Altos funcionários da defesa que falaram ao The Wall Street Journal disseram que o papel de Hegseth não se limitará a aparições na televisão e que, como veterano do Iraque e do Afeganistão, ele assumiu como missão participar tanto quanto possível neste novo conflito.

“Minha geração de veteranos carregava nomes de irmãos que nunca voltaram para casa, irmãos que foram mortos por bombas iranianas nas estradas e por milícias bem armadas”, disse Hegseth na segunda-feira. “Não começámos esta guerra, mas sob o comando do presidente Trump, vamos terminá-la.”

Dizem que quando não defendia publicamente a operação, Hegseth apoiava, em privado, os planos dos EUA para atacar o Irão e transmitia os objectivos de Trump aos comandantes do campo de batalha. Autoridades disseram que ele rapidamente se tornou o principal canal entre Trump e os líderes civis e militares do Departamento de Defesa, transmitindo as opiniões do presidente aos Chefes do Estado-Maior Conjunto e ao pessoal civil do Pentágono, bem como ao almirante Brad Cooper, chefe do Comando Central dos EUA, que supervisiona as operações militares dos EUA no Oriente Médio.

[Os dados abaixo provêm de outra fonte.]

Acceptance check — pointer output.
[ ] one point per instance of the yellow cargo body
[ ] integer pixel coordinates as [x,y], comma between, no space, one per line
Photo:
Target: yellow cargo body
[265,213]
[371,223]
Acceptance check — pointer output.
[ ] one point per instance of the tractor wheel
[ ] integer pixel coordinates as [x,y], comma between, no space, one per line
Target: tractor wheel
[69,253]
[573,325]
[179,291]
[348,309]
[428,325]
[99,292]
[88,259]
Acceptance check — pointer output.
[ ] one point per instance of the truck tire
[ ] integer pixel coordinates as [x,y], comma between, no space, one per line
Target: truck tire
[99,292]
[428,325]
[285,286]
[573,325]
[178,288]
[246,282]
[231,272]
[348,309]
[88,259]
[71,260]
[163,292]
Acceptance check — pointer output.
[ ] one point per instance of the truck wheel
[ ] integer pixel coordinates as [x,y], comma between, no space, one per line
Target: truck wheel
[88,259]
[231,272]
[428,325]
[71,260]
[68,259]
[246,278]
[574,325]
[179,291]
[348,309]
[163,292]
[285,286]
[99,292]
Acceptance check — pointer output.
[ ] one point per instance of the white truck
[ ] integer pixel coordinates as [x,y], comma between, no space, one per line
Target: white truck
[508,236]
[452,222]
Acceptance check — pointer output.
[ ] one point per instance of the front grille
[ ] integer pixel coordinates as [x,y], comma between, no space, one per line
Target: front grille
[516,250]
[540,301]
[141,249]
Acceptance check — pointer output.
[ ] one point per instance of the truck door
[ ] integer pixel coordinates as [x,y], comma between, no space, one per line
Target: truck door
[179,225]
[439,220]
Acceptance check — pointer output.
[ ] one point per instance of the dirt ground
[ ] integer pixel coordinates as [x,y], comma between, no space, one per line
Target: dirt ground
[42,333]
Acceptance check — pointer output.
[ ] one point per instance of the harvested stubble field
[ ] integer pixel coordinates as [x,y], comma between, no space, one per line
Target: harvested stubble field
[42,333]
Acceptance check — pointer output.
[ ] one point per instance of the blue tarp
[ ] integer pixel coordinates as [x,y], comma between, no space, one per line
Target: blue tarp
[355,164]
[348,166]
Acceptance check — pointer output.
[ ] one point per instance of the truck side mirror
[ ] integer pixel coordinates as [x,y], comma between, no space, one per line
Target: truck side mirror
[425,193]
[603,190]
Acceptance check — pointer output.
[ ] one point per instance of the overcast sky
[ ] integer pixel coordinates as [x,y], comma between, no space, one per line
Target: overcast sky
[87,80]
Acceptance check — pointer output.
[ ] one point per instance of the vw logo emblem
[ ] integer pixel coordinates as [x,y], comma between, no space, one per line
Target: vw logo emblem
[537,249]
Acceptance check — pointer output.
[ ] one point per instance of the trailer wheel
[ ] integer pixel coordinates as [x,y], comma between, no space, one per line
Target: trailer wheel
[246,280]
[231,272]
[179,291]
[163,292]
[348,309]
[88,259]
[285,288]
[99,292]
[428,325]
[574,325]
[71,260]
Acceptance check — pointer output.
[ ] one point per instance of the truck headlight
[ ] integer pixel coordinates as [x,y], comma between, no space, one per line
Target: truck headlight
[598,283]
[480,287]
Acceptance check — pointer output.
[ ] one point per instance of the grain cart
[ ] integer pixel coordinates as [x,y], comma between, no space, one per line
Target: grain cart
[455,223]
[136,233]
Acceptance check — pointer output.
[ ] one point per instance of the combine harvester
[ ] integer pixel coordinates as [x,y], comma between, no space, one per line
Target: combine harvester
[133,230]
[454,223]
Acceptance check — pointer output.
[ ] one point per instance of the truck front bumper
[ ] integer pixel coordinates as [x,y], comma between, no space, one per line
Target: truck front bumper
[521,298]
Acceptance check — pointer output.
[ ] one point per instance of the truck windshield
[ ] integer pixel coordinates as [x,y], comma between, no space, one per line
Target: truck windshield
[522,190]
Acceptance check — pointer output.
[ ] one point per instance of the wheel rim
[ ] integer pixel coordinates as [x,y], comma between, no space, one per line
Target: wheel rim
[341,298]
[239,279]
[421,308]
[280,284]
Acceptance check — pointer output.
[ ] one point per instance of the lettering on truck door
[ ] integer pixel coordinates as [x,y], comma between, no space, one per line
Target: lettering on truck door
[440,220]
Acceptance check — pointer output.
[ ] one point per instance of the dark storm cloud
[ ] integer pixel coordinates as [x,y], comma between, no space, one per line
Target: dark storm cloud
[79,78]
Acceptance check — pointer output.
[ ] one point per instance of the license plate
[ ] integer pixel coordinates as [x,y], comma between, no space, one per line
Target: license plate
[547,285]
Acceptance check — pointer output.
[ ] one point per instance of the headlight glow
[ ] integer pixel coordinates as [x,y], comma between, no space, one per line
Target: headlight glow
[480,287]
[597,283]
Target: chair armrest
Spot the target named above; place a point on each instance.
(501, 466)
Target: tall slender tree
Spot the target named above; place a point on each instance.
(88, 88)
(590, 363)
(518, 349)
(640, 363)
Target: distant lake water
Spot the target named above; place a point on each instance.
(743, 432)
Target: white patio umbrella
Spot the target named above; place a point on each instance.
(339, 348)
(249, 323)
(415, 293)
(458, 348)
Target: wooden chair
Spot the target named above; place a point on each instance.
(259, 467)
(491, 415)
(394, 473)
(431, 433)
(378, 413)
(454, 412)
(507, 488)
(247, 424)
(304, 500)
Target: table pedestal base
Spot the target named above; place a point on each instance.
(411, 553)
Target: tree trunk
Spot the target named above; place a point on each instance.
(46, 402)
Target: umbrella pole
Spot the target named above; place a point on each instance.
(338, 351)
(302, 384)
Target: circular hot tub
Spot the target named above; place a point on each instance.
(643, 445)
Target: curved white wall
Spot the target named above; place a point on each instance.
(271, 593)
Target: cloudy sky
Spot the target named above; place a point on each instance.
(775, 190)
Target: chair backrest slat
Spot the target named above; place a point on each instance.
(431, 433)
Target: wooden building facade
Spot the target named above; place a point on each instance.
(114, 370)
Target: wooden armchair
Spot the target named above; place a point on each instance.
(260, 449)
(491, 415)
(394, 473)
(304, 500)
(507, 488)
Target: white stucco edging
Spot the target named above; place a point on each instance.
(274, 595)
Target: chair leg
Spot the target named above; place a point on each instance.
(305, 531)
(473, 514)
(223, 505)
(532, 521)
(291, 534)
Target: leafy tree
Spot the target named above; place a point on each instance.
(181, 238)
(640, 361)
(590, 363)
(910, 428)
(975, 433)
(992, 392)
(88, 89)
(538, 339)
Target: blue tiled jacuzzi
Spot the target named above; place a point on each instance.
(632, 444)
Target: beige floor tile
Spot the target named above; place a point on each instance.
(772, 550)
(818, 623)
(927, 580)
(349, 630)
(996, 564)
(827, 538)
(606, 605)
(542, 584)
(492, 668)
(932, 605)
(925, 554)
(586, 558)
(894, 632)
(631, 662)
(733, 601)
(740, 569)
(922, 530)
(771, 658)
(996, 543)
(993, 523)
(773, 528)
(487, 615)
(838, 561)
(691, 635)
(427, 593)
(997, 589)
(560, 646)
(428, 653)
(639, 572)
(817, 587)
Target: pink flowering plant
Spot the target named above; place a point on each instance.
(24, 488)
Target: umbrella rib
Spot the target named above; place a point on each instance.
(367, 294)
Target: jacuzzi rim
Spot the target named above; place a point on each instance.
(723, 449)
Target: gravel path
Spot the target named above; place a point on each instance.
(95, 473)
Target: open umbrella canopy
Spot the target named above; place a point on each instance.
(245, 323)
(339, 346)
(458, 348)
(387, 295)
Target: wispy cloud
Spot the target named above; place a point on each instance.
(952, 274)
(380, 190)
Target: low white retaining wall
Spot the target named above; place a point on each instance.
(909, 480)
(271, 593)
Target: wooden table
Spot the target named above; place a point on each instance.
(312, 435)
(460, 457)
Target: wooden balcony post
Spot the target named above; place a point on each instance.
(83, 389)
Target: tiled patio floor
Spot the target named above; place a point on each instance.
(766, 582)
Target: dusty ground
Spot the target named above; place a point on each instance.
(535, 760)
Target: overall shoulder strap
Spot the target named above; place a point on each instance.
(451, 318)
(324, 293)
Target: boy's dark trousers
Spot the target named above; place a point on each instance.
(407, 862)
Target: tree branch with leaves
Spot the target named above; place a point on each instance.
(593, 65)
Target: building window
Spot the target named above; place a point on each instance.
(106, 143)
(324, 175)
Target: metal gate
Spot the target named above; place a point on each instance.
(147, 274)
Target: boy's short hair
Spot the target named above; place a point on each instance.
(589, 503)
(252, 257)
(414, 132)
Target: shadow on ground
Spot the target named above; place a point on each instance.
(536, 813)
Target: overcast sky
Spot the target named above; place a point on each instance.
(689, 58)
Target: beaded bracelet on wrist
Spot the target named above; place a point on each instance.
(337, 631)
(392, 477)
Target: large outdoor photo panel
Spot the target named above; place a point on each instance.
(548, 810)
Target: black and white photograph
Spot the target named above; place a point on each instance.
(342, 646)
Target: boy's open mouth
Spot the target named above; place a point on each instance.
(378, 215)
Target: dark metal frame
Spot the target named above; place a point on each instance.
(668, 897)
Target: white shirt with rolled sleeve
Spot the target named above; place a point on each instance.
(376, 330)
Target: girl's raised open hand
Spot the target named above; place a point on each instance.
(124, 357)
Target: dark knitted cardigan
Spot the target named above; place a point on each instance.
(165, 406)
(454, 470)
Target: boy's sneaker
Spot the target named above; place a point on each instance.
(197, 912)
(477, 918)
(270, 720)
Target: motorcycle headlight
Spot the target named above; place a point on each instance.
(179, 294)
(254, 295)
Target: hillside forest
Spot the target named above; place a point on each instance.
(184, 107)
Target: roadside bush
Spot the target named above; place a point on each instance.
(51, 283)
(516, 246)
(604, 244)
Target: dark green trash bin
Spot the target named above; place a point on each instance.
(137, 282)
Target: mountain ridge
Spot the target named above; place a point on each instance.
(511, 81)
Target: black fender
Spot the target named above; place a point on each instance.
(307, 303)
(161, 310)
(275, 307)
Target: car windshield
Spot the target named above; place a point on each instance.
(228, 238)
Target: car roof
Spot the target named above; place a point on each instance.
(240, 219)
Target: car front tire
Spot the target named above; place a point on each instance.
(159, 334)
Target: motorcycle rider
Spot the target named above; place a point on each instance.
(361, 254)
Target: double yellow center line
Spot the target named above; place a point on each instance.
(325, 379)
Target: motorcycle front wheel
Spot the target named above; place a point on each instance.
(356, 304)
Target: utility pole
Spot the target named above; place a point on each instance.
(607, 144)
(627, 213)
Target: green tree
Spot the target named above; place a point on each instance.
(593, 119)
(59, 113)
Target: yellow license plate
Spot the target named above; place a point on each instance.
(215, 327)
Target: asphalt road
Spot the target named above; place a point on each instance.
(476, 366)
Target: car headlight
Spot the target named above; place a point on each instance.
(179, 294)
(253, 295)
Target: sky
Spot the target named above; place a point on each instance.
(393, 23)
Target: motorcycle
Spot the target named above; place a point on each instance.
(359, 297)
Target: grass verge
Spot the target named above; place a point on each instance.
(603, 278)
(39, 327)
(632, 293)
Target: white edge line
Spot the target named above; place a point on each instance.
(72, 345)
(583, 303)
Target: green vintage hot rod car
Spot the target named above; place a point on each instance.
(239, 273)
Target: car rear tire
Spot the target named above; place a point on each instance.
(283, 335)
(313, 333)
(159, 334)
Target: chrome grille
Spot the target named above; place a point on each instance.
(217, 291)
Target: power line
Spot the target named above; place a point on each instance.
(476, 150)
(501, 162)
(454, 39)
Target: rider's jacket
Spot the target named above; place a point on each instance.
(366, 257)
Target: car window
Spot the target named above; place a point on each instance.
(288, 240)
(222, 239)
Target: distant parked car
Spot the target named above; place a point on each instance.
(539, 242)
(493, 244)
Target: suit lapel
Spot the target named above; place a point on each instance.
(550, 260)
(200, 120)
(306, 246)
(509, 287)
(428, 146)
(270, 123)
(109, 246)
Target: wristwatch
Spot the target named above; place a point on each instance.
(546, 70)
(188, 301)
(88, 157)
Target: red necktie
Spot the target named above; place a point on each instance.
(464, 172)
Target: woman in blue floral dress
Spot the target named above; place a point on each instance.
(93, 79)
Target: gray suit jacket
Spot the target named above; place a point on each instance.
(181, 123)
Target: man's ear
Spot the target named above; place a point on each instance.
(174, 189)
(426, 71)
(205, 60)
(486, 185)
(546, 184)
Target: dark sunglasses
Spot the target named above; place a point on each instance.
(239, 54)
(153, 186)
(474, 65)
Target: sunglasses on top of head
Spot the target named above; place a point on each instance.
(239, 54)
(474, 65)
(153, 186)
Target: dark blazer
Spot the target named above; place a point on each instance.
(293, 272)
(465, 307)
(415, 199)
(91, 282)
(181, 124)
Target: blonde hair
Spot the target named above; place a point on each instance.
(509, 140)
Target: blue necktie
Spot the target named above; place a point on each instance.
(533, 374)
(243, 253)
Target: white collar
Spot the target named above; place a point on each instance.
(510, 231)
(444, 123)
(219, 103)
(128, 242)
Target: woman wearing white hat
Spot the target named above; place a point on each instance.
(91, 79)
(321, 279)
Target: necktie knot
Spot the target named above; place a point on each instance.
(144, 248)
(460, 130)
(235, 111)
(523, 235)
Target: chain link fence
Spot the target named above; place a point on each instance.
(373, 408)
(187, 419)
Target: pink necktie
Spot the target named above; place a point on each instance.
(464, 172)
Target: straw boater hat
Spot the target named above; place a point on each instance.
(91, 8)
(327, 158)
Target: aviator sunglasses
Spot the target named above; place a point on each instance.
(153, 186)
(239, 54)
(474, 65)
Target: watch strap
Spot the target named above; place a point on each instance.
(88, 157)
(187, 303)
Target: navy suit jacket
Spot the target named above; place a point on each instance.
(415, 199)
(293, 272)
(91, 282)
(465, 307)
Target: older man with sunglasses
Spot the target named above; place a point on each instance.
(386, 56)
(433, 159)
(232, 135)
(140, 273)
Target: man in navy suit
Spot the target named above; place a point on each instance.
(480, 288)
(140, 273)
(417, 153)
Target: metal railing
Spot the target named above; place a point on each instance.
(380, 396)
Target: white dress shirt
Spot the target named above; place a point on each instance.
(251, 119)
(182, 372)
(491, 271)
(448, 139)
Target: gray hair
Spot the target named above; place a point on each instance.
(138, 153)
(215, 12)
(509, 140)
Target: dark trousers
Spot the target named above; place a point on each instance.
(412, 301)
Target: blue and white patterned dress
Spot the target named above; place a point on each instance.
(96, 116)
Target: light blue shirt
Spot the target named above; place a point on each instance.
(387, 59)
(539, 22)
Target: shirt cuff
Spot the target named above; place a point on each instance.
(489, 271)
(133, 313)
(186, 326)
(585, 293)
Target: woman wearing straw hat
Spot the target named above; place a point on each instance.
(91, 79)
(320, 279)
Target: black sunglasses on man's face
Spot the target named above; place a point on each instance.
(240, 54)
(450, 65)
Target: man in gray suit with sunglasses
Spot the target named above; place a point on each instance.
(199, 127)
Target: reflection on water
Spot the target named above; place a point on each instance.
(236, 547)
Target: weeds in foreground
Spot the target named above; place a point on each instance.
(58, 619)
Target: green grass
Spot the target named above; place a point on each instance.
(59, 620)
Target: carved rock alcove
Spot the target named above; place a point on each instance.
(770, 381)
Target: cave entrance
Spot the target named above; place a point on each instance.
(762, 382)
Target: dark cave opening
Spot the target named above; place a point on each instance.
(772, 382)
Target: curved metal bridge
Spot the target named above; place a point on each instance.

O trabalho de Hegseth contradiz a narrativa popular de que ele se concentra apenas em questões de guerra cultural, enquanto outros altos funcionários, incluindo o Secretário de Estado Marco Rubio, os enviados especiais de Trump e até mesmo o Secretário do Exército Dan Driscoll, estão envolvidos em questões sérias de negociações de alto perfil.

Altos funcionários do Pentágono disseram que Hegseth estava planejando a operação momentos após o ataque dos EUA às instalações de mísseis nucleares do Irã, quando os negociadores dos EUA acreditavam que o Irã não levava a sério a intenção de chegar a um acordo.

Embora Hegseth tenha servido como intérprete dos objectivos políticos de Trump, evitou tentar microgerir as operações. Durante as coletivas de imprensa, Hegseth se concentrou nas mensagens políticas, enquanto o presidente do Joint Chiefs, general Dan Kane, delineou os detalhes operacionais.

“Hegseth fez um trabalho fantástico ao permitir que o General Kaine fosse um estrategista no campo de batalha”, disse o senador Tim Sheehy (R., Mont.), um ex-fuzileiro naval que serviu no Iraque e no Afeganistão e agora faz parte do Comitê de Serviços Armados do Senado. “Ele é um líder muito experiente, intervindo entre os soldados e na cadeia de abastecimento.”

À medida que os Estados Unidos aumentavam a sua presença militar na região, Hegseth participava por telefone em reuniões regulares de pequenos grupos sobre as futuras operações no Salão Oval com Trump, Rubio e, ocasionalmente, o primeiro-ministro israelita Benjamin Netanyahu, de acordo com altos funcionários do Pentágono. Segundo eles, o Ministro da Defesa também manteve uma conversa privada com Cooper durante várias horas.

Mas fora das funções habituais de secretário da Defesa, é o seu trabalho em público que Trump provavelmente verá.

“A América vencerá de forma decisiva, devastadora e sem piedade”, disse Hegseth no Pentágono na quarta-feira. “Estamos há apenas quatro dias e os resultados foram verdadeiramente históricos. Só os Estados Unidos da América podem liderar isto, só nós.”